[PATCH v11 07/14] mm: multi-gen LRU: exploit locality in rmap
Yu Zhao
yuzhao at google.com
Tue Jun 7 12:07:11 PDT 2022
On Tue, Jun 7, 2022 at 1:37 AM Barry Song <21cnbao at gmail.com> wrote:
>
> On Mon, Jun 6, 2022 at 9:25 PM Barry Song <21cnbao at gmail.com> wrote:
> >
> > On Wed, May 18, 2022 at 4:49 PM Yu Zhao <yuzhao at google.com> wrote:
...
> I can't really explain why we are getting a random app/java vm crash in monkey
> test by using ptep_test_and_clear_young() only in lru_gen_look_around() on an
> armv8-a machine without hardware PTE young support.
>
> Moving to ptep_clear_flush_young() in look_around can make the random
> hang disappear according to zhanyuan(Cc-ed).
This sounds too familiar -- let me ask again: was the following commit
included during the test?
07509e10dcc7 arm64: pgtable: Fix pte_accessible()
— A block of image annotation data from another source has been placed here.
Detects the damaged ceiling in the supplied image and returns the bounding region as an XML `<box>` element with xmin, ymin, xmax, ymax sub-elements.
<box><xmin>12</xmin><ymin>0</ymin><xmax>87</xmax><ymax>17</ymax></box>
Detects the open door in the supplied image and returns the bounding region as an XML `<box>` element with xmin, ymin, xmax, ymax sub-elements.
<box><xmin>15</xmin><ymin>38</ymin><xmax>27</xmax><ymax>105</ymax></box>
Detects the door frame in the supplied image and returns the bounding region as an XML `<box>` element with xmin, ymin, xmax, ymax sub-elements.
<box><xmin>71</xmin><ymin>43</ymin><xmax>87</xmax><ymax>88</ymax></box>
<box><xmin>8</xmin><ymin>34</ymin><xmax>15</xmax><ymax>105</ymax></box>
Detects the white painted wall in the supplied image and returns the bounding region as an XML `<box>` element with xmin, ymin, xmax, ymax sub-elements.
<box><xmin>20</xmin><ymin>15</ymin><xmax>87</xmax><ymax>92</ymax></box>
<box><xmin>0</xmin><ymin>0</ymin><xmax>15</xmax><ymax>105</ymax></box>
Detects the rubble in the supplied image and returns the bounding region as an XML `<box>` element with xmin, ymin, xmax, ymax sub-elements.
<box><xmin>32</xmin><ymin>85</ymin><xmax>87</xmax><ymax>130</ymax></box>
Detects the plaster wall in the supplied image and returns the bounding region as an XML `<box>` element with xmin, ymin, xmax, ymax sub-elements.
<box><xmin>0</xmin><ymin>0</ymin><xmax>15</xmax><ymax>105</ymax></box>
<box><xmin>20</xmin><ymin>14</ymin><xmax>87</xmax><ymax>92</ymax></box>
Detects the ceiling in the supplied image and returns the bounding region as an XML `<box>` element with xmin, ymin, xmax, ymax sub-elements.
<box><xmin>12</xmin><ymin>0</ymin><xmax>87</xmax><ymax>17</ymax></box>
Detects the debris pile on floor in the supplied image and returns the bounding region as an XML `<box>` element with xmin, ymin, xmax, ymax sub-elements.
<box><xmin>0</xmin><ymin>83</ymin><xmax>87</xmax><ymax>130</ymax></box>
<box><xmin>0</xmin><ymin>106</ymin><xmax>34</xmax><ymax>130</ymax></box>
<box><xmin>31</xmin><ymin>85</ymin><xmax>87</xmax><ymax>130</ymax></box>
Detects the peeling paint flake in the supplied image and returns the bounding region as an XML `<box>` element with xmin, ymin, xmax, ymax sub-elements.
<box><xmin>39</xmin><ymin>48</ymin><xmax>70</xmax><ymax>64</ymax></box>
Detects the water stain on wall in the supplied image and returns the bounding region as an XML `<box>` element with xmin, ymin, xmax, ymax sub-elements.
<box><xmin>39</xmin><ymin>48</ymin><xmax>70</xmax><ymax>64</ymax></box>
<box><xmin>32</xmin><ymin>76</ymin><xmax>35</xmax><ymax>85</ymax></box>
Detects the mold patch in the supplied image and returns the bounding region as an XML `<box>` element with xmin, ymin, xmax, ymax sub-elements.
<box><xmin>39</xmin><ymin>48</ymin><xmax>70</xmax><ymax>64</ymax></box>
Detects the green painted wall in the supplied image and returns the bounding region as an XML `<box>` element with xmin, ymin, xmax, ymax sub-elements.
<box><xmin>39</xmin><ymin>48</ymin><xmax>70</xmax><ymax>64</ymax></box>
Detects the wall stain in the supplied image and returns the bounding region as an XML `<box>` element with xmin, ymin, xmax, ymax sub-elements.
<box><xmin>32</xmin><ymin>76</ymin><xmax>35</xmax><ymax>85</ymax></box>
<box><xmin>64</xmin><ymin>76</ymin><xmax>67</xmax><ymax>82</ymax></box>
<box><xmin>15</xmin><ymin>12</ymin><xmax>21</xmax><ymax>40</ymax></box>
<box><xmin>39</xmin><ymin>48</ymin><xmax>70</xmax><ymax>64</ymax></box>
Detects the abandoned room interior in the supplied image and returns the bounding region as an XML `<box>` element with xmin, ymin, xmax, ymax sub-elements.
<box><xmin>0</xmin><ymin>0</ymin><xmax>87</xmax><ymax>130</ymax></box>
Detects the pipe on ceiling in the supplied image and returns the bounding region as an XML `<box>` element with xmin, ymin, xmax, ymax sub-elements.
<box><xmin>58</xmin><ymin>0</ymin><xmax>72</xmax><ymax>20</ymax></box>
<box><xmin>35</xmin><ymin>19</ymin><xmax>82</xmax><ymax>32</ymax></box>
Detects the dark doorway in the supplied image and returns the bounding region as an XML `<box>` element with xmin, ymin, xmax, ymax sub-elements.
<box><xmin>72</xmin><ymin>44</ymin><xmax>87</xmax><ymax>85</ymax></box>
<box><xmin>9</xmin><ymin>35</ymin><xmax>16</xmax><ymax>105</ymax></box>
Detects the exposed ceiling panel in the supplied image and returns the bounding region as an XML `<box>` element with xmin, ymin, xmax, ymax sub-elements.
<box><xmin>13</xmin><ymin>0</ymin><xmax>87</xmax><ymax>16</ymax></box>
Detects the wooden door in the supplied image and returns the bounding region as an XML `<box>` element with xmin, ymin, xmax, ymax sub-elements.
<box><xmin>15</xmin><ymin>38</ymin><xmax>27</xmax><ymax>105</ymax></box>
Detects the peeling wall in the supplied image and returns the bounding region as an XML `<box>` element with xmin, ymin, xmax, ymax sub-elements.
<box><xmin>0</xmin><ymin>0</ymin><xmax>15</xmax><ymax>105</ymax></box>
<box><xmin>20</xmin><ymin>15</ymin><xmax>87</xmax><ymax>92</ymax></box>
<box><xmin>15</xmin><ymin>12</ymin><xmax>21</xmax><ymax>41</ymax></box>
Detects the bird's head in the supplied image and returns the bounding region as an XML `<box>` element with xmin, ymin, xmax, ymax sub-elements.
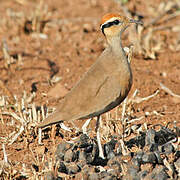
<box><xmin>101</xmin><ymin>13</ymin><xmax>142</xmax><ymax>37</ymax></box>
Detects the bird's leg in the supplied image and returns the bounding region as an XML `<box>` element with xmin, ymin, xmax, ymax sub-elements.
<box><xmin>82</xmin><ymin>118</ymin><xmax>92</xmax><ymax>134</ymax></box>
<box><xmin>96</xmin><ymin>116</ymin><xmax>105</xmax><ymax>159</ymax></box>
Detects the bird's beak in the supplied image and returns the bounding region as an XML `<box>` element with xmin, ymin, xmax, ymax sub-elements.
<box><xmin>129</xmin><ymin>19</ymin><xmax>143</xmax><ymax>25</ymax></box>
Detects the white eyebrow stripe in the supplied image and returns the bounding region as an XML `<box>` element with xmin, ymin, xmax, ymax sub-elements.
<box><xmin>101</xmin><ymin>17</ymin><xmax>119</xmax><ymax>29</ymax></box>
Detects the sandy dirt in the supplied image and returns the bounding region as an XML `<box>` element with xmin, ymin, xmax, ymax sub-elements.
<box><xmin>0</xmin><ymin>0</ymin><xmax>180</xmax><ymax>179</ymax></box>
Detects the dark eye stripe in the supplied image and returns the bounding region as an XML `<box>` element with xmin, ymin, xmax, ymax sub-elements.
<box><xmin>101</xmin><ymin>19</ymin><xmax>120</xmax><ymax>34</ymax></box>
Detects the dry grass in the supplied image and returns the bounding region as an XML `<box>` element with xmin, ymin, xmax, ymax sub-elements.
<box><xmin>0</xmin><ymin>0</ymin><xmax>180</xmax><ymax>179</ymax></box>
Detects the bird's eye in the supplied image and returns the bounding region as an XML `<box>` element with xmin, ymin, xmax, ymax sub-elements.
<box><xmin>113</xmin><ymin>19</ymin><xmax>120</xmax><ymax>25</ymax></box>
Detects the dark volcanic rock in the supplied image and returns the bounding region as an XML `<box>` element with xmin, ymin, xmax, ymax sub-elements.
<box><xmin>46</xmin><ymin>126</ymin><xmax>180</xmax><ymax>180</ymax></box>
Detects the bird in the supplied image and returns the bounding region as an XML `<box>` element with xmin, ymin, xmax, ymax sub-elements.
<box><xmin>37</xmin><ymin>13</ymin><xmax>142</xmax><ymax>158</ymax></box>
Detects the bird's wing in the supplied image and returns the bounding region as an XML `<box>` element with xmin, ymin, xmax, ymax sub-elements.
<box><xmin>39</xmin><ymin>49</ymin><xmax>129</xmax><ymax>127</ymax></box>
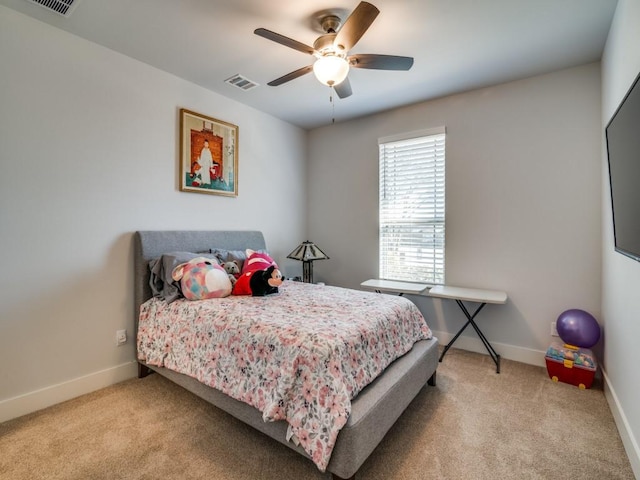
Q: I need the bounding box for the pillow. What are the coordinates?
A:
[149,252,217,303]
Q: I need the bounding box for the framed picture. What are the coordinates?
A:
[180,108,238,197]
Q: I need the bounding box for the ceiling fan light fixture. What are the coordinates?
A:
[313,55,349,87]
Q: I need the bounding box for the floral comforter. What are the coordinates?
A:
[138,281,431,471]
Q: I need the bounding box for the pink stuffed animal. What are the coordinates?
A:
[171,257,232,300]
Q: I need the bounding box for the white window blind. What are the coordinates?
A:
[379,128,445,285]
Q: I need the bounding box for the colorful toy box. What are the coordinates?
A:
[545,341,598,389]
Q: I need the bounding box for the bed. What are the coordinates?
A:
[134,231,438,480]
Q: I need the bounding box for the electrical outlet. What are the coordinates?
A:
[116,330,127,347]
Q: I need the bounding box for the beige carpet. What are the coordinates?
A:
[0,349,634,480]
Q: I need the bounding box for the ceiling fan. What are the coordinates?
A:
[253,2,413,98]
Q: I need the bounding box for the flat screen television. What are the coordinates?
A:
[605,69,640,262]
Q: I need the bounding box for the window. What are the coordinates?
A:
[378,127,445,285]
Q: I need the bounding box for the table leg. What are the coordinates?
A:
[439,300,500,373]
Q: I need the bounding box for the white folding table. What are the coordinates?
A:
[426,285,507,373]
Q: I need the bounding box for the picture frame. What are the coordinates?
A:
[179,108,239,197]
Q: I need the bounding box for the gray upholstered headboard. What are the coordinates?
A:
[133,230,266,331]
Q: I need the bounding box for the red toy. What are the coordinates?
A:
[545,341,598,389]
[231,250,282,297]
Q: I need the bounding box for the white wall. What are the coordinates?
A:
[0,7,307,421]
[601,0,640,478]
[308,63,602,365]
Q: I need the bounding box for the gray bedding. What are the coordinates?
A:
[134,231,438,478]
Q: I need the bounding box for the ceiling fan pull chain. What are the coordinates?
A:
[329,85,336,123]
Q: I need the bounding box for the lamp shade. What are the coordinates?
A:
[313,55,349,87]
[287,240,329,262]
[287,240,329,283]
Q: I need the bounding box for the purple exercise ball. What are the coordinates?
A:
[556,308,600,348]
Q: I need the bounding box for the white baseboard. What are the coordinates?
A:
[0,362,138,423]
[601,369,640,478]
[433,330,547,367]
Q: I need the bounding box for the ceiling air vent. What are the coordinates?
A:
[29,0,80,17]
[225,74,258,91]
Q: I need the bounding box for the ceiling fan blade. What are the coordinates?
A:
[333,2,380,52]
[267,65,313,87]
[253,28,315,55]
[333,77,353,98]
[348,53,413,70]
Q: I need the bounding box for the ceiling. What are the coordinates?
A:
[0,0,617,129]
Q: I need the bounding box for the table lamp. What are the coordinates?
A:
[287,240,329,283]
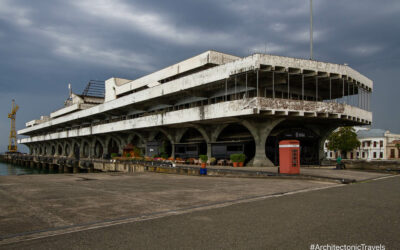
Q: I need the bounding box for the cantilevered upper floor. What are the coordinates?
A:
[18,51,373,143]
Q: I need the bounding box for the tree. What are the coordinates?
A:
[327,127,361,158]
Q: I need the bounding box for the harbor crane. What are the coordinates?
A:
[8,99,19,153]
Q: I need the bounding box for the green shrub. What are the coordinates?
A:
[239,154,246,162]
[210,157,217,164]
[229,154,240,162]
[199,155,208,163]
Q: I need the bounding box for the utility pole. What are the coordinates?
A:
[8,100,19,153]
[310,0,313,60]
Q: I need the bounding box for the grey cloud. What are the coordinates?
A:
[0,0,400,151]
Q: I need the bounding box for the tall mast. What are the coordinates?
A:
[310,0,313,60]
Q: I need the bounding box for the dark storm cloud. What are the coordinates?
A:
[0,0,400,151]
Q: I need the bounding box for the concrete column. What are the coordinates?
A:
[242,118,284,167]
[64,166,69,173]
[207,142,212,159]
[171,142,175,159]
[72,166,80,174]
[318,125,339,164]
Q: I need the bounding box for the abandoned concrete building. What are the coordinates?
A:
[18,51,373,166]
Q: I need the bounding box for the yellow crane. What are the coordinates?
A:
[8,100,19,153]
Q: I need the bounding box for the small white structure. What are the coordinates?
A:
[324,127,400,160]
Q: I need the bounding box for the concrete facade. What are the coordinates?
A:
[18,51,373,166]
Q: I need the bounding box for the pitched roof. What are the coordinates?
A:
[357,128,386,138]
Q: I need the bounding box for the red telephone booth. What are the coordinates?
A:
[279,140,300,174]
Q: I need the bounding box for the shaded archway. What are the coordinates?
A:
[107,138,119,156]
[93,140,104,158]
[73,143,81,159]
[123,134,146,157]
[64,143,71,156]
[57,145,62,155]
[265,123,320,166]
[82,141,90,158]
[211,124,255,163]
[175,128,207,159]
[146,132,172,158]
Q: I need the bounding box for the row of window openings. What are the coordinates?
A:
[36,89,360,137]
[329,152,382,159]
[325,141,383,148]
[330,149,400,159]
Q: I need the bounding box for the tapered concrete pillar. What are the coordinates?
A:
[207,143,212,159]
[318,125,339,164]
[171,142,175,159]
[72,166,80,174]
[64,166,69,173]
[242,118,284,167]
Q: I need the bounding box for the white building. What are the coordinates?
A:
[324,127,400,160]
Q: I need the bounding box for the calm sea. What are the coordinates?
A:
[0,162,57,176]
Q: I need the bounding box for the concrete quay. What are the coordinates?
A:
[0,173,342,248]
[2,155,388,184]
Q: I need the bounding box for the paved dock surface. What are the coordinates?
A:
[0,173,400,249]
[181,165,389,181]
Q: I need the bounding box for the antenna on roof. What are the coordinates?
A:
[310,0,313,60]
[68,83,72,97]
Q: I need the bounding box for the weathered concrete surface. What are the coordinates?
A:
[190,166,390,181]
[5,176,400,250]
[19,97,372,143]
[0,173,338,238]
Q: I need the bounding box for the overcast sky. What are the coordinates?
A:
[0,0,400,152]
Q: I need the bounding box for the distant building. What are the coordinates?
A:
[324,127,400,160]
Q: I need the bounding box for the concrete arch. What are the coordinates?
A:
[105,135,122,154]
[56,141,64,156]
[149,128,175,144]
[126,132,147,144]
[179,124,211,143]
[50,142,57,156]
[80,138,93,158]
[63,140,72,157]
[210,123,229,142]
[91,137,106,158]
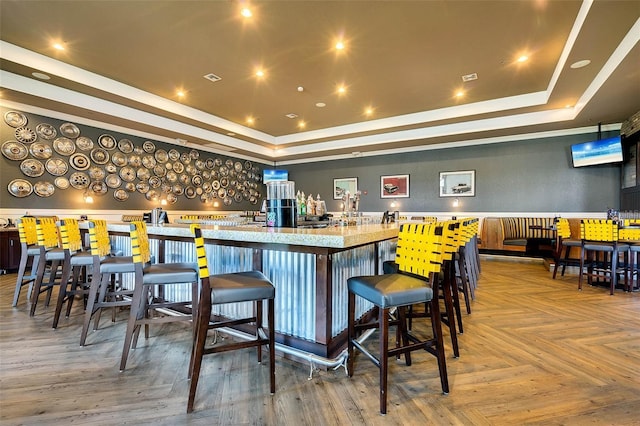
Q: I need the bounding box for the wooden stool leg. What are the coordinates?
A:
[378,309,389,414]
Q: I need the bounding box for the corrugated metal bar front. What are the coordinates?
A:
[262,250,316,341]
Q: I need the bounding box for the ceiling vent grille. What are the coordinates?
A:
[204,73,222,83]
[462,72,478,83]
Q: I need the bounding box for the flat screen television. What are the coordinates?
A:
[262,169,289,183]
[571,136,623,167]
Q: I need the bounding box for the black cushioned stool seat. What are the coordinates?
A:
[347,223,449,414]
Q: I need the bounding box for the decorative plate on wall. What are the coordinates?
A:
[76,136,93,151]
[15,127,38,143]
[36,123,58,141]
[53,176,69,189]
[89,166,107,180]
[69,172,91,189]
[91,148,109,165]
[44,158,69,176]
[29,142,53,160]
[142,141,156,154]
[98,134,117,151]
[118,139,133,154]
[60,123,80,139]
[113,189,129,201]
[4,111,27,127]
[154,149,169,163]
[69,152,91,171]
[20,158,44,177]
[7,179,33,198]
[2,141,29,161]
[33,181,56,197]
[53,137,76,155]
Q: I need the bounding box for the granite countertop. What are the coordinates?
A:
[97,222,399,248]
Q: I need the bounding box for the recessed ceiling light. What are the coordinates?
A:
[571,59,591,70]
[31,72,51,80]
[208,72,222,83]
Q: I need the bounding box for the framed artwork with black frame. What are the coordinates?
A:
[440,170,476,197]
[333,178,358,200]
[380,175,409,198]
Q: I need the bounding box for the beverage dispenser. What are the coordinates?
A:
[266,180,297,228]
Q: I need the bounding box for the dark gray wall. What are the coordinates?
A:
[282,132,620,213]
[0,109,620,213]
[0,108,265,211]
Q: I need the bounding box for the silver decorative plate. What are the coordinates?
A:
[53,137,76,155]
[15,127,38,143]
[29,142,53,160]
[44,158,69,176]
[33,181,56,198]
[69,152,91,172]
[76,136,93,151]
[4,111,27,127]
[60,123,80,139]
[20,158,44,177]
[2,141,29,161]
[36,123,58,141]
[7,179,33,198]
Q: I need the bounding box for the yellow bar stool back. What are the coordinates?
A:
[80,219,135,346]
[187,224,276,412]
[347,223,449,414]
[553,217,582,280]
[29,217,64,316]
[52,219,93,328]
[578,219,629,295]
[120,221,198,371]
[12,216,40,306]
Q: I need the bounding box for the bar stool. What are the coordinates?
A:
[187,224,276,413]
[120,221,198,371]
[12,216,40,307]
[80,220,135,346]
[29,217,64,317]
[553,218,582,280]
[578,219,629,295]
[52,219,93,328]
[347,224,449,414]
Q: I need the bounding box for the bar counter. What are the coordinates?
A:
[97,222,399,359]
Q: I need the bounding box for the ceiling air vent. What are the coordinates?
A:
[204,73,222,83]
[462,72,478,83]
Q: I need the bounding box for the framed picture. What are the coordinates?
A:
[440,170,476,197]
[333,178,358,200]
[380,175,409,198]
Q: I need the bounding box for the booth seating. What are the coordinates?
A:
[120,222,198,371]
[187,225,276,413]
[12,216,40,307]
[347,223,449,414]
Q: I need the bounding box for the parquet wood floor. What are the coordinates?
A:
[0,259,640,425]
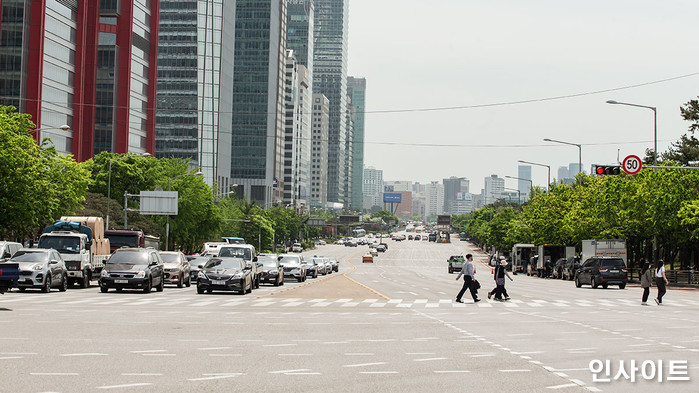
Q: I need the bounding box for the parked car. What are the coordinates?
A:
[575,257,628,289]
[328,258,340,272]
[99,247,165,293]
[279,254,308,282]
[160,251,192,288]
[187,255,211,284]
[257,254,284,287]
[197,257,254,295]
[0,241,22,262]
[311,255,329,275]
[551,258,568,280]
[8,248,68,292]
[562,257,580,281]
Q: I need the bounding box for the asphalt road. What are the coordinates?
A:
[0,234,699,392]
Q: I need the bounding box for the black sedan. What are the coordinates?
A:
[197,257,252,295]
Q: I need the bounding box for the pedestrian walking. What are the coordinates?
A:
[641,261,653,306]
[488,257,512,300]
[655,259,670,306]
[456,254,481,303]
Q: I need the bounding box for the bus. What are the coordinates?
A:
[352,228,366,237]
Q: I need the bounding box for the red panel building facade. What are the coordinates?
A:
[0,0,160,161]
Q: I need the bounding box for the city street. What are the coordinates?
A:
[0,239,699,392]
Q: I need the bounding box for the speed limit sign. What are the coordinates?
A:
[621,154,642,175]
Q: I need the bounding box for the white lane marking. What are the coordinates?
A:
[546,383,578,390]
[359,371,398,374]
[97,383,152,389]
[121,373,163,377]
[29,373,80,377]
[268,368,311,374]
[342,362,386,367]
[413,358,448,362]
[433,370,470,374]
[187,373,245,382]
[61,352,109,356]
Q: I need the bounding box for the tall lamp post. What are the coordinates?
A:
[517,160,551,191]
[505,176,534,198]
[544,138,583,185]
[105,153,150,230]
[607,100,658,165]
[165,171,204,251]
[607,100,659,261]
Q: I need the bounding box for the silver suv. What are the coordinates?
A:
[10,248,68,292]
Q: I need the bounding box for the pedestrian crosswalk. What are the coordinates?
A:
[0,291,699,310]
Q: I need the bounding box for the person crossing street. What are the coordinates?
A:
[456,254,481,303]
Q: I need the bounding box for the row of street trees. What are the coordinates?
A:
[453,100,699,269]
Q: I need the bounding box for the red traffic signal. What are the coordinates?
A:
[592,165,621,175]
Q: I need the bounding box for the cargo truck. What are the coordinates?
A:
[527,244,575,277]
[580,239,629,266]
[510,243,536,274]
[38,217,109,288]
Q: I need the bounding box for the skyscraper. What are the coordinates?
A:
[310,94,330,208]
[231,0,286,207]
[347,76,366,211]
[0,0,160,161]
[155,0,236,193]
[313,0,349,203]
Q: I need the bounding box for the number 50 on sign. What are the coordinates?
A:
[621,154,642,175]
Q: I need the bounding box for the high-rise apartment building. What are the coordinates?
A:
[347,76,366,211]
[309,94,330,208]
[283,50,312,208]
[155,0,236,193]
[0,0,160,161]
[313,0,349,205]
[231,0,287,207]
[362,166,384,211]
[483,175,505,205]
[442,176,473,214]
[517,165,533,201]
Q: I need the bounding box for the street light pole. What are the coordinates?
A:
[517,160,551,191]
[544,138,583,185]
[607,100,658,165]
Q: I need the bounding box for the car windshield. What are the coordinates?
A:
[257,255,279,269]
[204,258,243,270]
[218,247,252,261]
[10,251,49,263]
[160,252,180,263]
[39,236,80,254]
[600,259,626,269]
[107,250,148,265]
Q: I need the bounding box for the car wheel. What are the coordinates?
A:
[80,271,90,288]
[58,274,68,292]
[41,274,51,293]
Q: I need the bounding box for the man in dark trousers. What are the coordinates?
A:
[456,254,481,303]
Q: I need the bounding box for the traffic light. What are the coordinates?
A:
[592,165,621,175]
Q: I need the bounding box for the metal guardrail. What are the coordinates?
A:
[629,269,699,285]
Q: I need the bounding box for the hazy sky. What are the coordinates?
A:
[349,0,699,193]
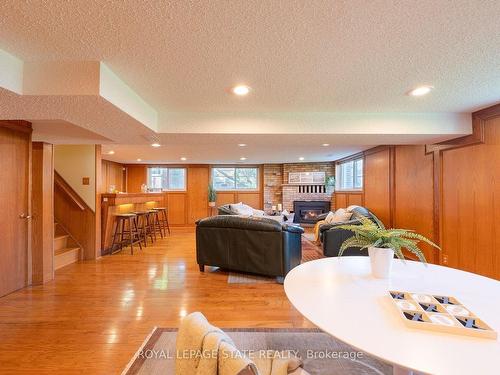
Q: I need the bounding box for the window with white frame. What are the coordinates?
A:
[335,158,363,190]
[148,167,186,191]
[212,167,259,190]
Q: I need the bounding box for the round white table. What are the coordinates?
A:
[284,256,500,375]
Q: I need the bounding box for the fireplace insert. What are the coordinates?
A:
[293,201,330,224]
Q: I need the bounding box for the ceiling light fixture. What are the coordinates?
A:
[408,86,434,96]
[232,85,250,96]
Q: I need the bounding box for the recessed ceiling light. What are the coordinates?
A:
[408,86,434,96]
[232,85,250,96]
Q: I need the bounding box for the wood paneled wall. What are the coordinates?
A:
[100,160,125,193]
[125,164,263,226]
[392,145,439,263]
[441,114,500,279]
[187,165,210,225]
[335,191,364,209]
[335,105,500,279]
[363,147,393,226]
[125,164,148,193]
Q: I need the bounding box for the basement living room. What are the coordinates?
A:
[0,0,500,375]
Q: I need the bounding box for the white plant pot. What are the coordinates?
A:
[368,246,394,279]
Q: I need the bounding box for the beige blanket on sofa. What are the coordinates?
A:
[175,312,302,375]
If not, it will cause exactly the problem you described. And what
about this one?
e914d8f00391 mm: fix unexpected zeroed page mapping with zram swap
Missing it also causes userspace memory corruption on Android, i.e.,
random app crashes.
> On x86, ptep_clear_flush_young() is exactly ptep_test_and_clear_young()
> after
> 'commit b13b1d2d8692 ("x86/mm: In the PTE swapout page reclaim case clear
> the accessed bit instead of flushing the TLB")'
>
> But on arm64, they are different. according to Will's comments in this
> thread which
> tried to make arm64 same with x86,
> https://www.mail-archive.com/linux-kernel@vger.kernel.org/msg1793881.html
>
> "
> This is blindly copied from x86 and isn't true for us: we don't invalidate
> the TLB on context switch. That means our window for keeping the stale
> entries around is potentially much bigger and might not be a great idea.
>
> If we roll a TLB invalidation routine without the trailing DSB, what sort of
> performance does that get you?
> "
> We shouldn't think ptep_clear_flush_young() is safe enough in LRU to
> clear PTE young? Any comments from Will?
>
> >
> > btw, lru_gen_look_around() has already included 'address', are we doing
> > pte check for 'address' twice here?
Explained in the previous reply. Hope that clarifies things.